I utilize many different forms of media to educate my child. We’ve been focusing on book work and hands on learning for the majority of the past few years of “elementary education”. We also made sure to learn cursive in second grade, and focus on physical education and fine-arts as well.
This past year was our first year of middle school. With that we’ve gradually gravitated to more self led instruction. I wanted to give my child an opportunity to learn and fail, and then learn how to succeed. That’s was a difficult lesson for both, and was sometimes frustrating, but seeing the outcome of the retained knowledge was priceless.
Homeschooling is generally parent and child led. It’s not schooling at home, through an online portal, with-in the public school system.
I’ve heard many parents boast about being home schoolers, when really their child is learning the exact same coursework as what’s being taught at their local public school, only they’re doing their timed work online, at home.
My opinion: THIS IS NOT HOMESCHOOLING!
Luckily there are a TON of resources available at your fingertips, you just need to look!
Sure there’s some great online courses available, and some of the public school resources can be helpful, but having a time requirement to track the work is not the same as a homeschooler taking an online class at their own pace and getting the course work completed; and more importantly learning to mastery.
I’m fortunate that through out my child’s homeschool journey, I’ve played a major role in choosing and facilitating her curriculum.

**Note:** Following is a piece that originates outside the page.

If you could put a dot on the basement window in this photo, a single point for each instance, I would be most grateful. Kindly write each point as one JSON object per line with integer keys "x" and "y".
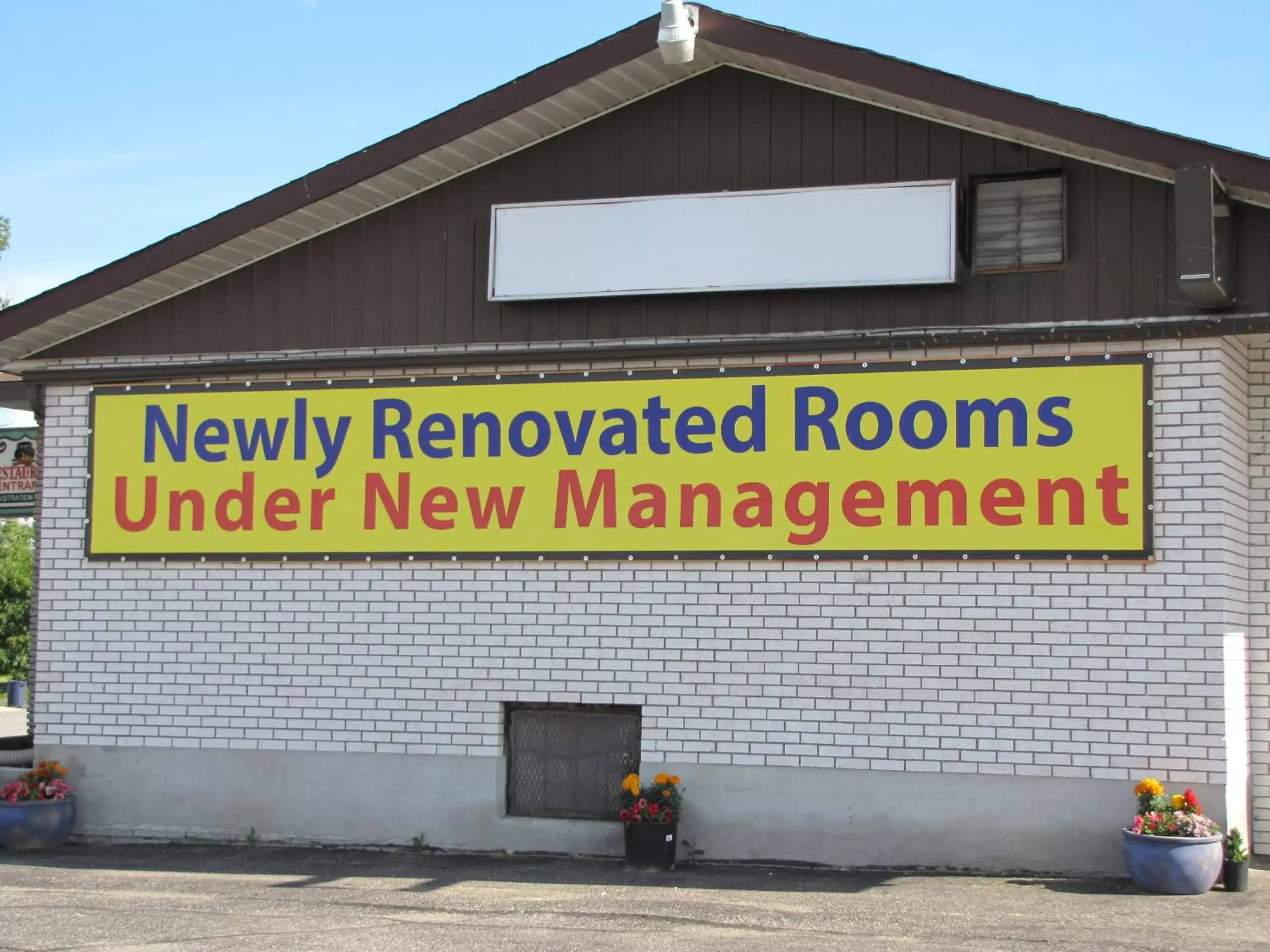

As a family, we’ve discussed what is important, and have total complete control of both the content and our schedule.
Homeschooling is a wonderful thing. Homeschooling in Texas is the best. Parents are given complete responsibility in how they deem fit to educate.
Now there’s all sorts of “homeschool styles” like: tradition homeschooling, road schooling, world schooling, unschooling, non-schooling, eclectic homeschooling, classical homeschooling, Montessori homeschooling, homeschooling with unit studies, Charlotte Mason homeschooling, Waldorf Homeschooling… and the list goes on and there’s always something new on the horizon.
I think that’s one of the things that makes homeschooling so attractive, all the options, all the freedom and all the availability. You can cater your homeschool style to your child’s learning preference.
BUT… doing the exact same course online, that is time managed, and required by the public school system in whichever county you reside, is not true homeschooling.
Homeschooling takes dedication and parental involvement. Homeschooling is community driven, and social. It’s different than what’s happening with-in the walls of a public school.
Sure, the public school system, serves a purpose. Education is free and available to all who select to attend. Although, attendance is mandatory.
With homeschooling, we have school days, field trips, education happens pretty much everywhere, in a way that uses the world around us. We’re engaged, were talking, and we’re listening to each other.
There are some amazing resources out there as homeschooling has become more popular. I remember friends looking at me like I was crazy to be homeschooling. Fast forward 3-4 years later and some of those very same parents are now following our journey and walking the same path.
Now that the kiddo is getting a bit older, and in that “middle school” range, I’ve opened the floor to seek what it is that SHE wants to do. It’s great to see how she now wants to create new lessons. One of her ideas for writing this summer is to read a novel, then rewrite it as a short story in her own words. It’s a pretty lofty goal for the summer, but it shows initiative.
Although we do a lighter course load during the summer, I’m adding some video courses that are taught by college professors. Our focus will be science. We’re using The Great Courses to source these videos, and I already have our summer science planned out! 🙂
So our homeschool style? What is it exactly? Well nothing is exact, it changes, it’s eclectic. It’s a little bit of everything; it’s traditional book work, coupled with online video courses; we’re also focusing more hands on and doing more lab work, there will be creative arts, and more road schooling this year adding day trips to different regions of the great Lonestar state.
Do you homeschool? What’s your style? What works for you?